Heilbar heißt aber nicht leicht heilbar. Zur Heilung der Störung bedarf es großer Beharrlichkeit. Wer auf Dauer am Ball bleibt, hat jedoch gute Chancen.

Psychotherapie bzw. Verhaltenstherapie ist das Mittel der Wahl zur Be­handlung der Borderline-Störung. Sie kann ambulant, teil- oder voll­stationär durchgeführt werden. Erfolgreiche Therapien basieren auf kogni­tiven und verhaltensverändernden Ansätzen. Als gemischt gruppen- und einzeltherapeutischer Ansatz hat die Dialektisch-behaviorale Therapie (DBT) Verbreitung gefunden.

6.3. Selbsthilfe
Wann Sie gesund sind?
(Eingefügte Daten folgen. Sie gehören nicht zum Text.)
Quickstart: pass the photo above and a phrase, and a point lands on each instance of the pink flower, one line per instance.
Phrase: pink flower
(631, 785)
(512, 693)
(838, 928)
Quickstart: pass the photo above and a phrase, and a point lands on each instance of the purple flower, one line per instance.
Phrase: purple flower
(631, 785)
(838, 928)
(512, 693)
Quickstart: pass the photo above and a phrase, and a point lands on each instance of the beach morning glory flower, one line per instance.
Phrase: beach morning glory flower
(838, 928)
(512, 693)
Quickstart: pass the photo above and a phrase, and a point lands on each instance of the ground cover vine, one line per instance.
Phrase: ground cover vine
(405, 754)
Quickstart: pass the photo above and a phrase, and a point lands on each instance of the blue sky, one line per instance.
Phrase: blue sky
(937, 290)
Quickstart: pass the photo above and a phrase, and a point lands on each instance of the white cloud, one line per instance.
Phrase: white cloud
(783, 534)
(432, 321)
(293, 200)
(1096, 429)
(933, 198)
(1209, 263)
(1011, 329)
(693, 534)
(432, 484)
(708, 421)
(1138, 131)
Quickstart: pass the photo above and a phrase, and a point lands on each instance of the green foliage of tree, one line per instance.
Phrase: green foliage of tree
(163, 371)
Wenn Sie verstehen, dass Sie der Wert sind, den Sie außerhalb von sich suchten.

Sie sind in Wirklichkeit kein Ding, dem Wert gegeben werden könnte. Sie sind Wert und Wirklichkeit der Dinge. Gehen Sie mit allen Dingen achtsam um, so wie es deren (= Ihrem) Wert entspricht.

Die Grundpfeiler der professionellen Therapie gelten auch jenseits therapeutischer Übungsgruppen und Gespräche. Auch hier gilt:

Illusion und Wirklichkeit
Das Grundprinzip aller Borderlinetherapie liegt in der Hinwendung zur Wirklichkeit und damit der Auflösung der borderline-spezifischen Kernillusion. Wir erinnern uns. Die Kernillusion lautet:

Nur die Verbindung zu einem absolut Guten, das außerhalb von mir liegt, gibt meinem Leben Wert und Sinn.

Deshalb ist die Einübung von Fertigkeiten (Skills) nützlich, die die Achtsamkeit des Betroffenen auf das Hier-und-Jetzt lenken. Dort ist alle Wirklichkeit versammelt.

Was macht dem Borderliner zu schaffen? Dass er der Kernillusion anhängt und er, sobald sich vermeintlich rein Gutes als rein Böses zu entpuppen droht, in Angst, Verzweiflung oder Wut verfällt; was impulsiv selbstschädigende Handlungen nach sich zieht.

Die pathogene Kettenreaktion besteht aus fünf Elementen:

  1. illusionärer Realitätsdeutung
    Abstriche am Guten führen zu dessen völligem Wertverlust.
  2. Enttäuschung durch den Gang der Dinge
    Unachtsamkeit, Untreue, Rückzug, Desinteresse oder kritische Äußerungen von Seiten einer Bezugsperson, Misslingen oder nicht vollständiges Gelingen eines Vorhabens
  3. Fehlurteil
    Das enttäuschende Ereignis führt dazu, dass der Rest des Lebens schmerzhaft, sinnlos und unwürdig sein wird.
  4. Affektschwall
    • entweder resignativ
      Alles ist verloren. Jetzt kann ich mich auch umbringen oder zerstören, was mir nützlich war.
    • oder aufbäumend-widerstrebend
      Die ungebändigte Kraft meiner Wut kann es noch hinbiegen.
  5. problemträchtigem Handeln als Reaktion auf die eigenen Affekte
    selbstschädigend, fremdschädigend, Beziehungsabbruch, Preisgabe wichtiger Zielsetzungen

Die Bündelung erkennender Achtsamkeit auf unmittelbar (eigene Gefühle) und mittelbar Wahrnehmbares (Geruch, Geschmack, Tasterlebnisse, Geräusche, Sicht­bares, konkrete Personen oder Vorhaben, mit denen man zu tun hat) führt die Psyche von der Schreckensvision einer sinnlosen Zukunft in die Wirklichkeit zurück. Dort ist die Welt in der Regel durchwachsen aber immerhin erträglich. Momentan traurig oder wütend zu sein, ist entschieden weniger schlimm als der vermeintliche Sinn- und Wertverlust auf Dauer.